- Film poster
- Traditional Chinese: 獵頭
- Simplified Chinese: 猎头
- Hanyu Pinyin: Liè Tóu
- Jyutping: Lip6 Tau4
- Directed by: Lau Shing-hon
- Written by: Szeto Cheuk-hon; Lau Shing-hon;
- Produced by: Kung Chuan-kai; Law Hing-man;
- Starring: Chow Yun-fat; Rosamund Kwan; Flora Cheong-Leen; Ko Chun-hsiung; Philip Chan; Tang Ching;
- Cinematography: Lau Hung-chuen
- Edited by: Poon Hung
- Music by: Tang Siu-lam
- Production company: Seasonal Film Corporation
- Release date: 25 March 1982;
- Running time: 98 minutes
- Country: Hong Kong
- Language: Cantonese
- Box office: HK$4,242,399

= The Head Hunter (1982 film) =

1982 Hong Kong film by Lau Shing-hon

The Head Hunter is a 1982 Hong Kong action film directed by Lau Shing-hon and starring Chow Yun-fat and Rosamund Kwan.
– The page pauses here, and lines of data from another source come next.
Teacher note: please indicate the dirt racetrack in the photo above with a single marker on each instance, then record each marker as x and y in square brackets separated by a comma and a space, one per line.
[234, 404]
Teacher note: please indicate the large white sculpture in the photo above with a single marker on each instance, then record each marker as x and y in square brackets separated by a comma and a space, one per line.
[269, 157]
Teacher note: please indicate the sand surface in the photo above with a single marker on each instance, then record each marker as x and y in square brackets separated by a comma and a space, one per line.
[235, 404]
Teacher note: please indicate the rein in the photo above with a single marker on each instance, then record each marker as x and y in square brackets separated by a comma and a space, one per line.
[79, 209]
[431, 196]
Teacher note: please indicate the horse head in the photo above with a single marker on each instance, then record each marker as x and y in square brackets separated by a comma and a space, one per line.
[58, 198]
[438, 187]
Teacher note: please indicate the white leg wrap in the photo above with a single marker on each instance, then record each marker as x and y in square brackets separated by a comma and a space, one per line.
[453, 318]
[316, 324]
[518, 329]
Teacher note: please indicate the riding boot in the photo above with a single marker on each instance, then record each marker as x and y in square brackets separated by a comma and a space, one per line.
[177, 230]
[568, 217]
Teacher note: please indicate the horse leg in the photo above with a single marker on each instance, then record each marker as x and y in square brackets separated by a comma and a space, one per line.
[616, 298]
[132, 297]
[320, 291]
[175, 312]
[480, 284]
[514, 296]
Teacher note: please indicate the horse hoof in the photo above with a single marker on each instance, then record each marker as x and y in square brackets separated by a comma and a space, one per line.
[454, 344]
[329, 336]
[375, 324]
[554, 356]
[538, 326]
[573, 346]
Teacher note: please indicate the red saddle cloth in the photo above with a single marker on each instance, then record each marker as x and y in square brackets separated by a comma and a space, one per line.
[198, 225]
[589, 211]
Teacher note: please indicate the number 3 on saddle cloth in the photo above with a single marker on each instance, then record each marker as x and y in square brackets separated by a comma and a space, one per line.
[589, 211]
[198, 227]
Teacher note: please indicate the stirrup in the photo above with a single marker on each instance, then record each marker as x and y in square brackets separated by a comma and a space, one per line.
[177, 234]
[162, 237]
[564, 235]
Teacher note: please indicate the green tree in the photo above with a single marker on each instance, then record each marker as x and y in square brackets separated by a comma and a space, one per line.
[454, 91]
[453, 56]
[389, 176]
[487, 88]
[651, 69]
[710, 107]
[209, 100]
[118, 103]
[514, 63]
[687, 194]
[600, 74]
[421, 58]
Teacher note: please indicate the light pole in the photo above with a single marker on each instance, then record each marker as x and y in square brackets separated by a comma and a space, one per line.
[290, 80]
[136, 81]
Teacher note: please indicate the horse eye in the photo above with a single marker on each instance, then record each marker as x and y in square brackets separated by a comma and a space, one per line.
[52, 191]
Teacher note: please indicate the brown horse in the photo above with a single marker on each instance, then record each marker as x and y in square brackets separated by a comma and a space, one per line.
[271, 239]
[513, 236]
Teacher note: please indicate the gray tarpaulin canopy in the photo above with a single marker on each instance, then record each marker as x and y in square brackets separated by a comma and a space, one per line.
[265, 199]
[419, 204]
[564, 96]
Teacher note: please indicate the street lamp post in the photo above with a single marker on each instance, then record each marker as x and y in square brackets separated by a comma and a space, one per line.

The film is also known as Long Goodbye in the United States.

== Plot summary ==

Yuen Lik (Chow Yun Fat) is a Vietnam war veteran who becomes a hit man in Hong Kong. He later falls in love with Vickie Lee (Rosamund Kwan), a news reporter who's trying to solve the string of murders in the city.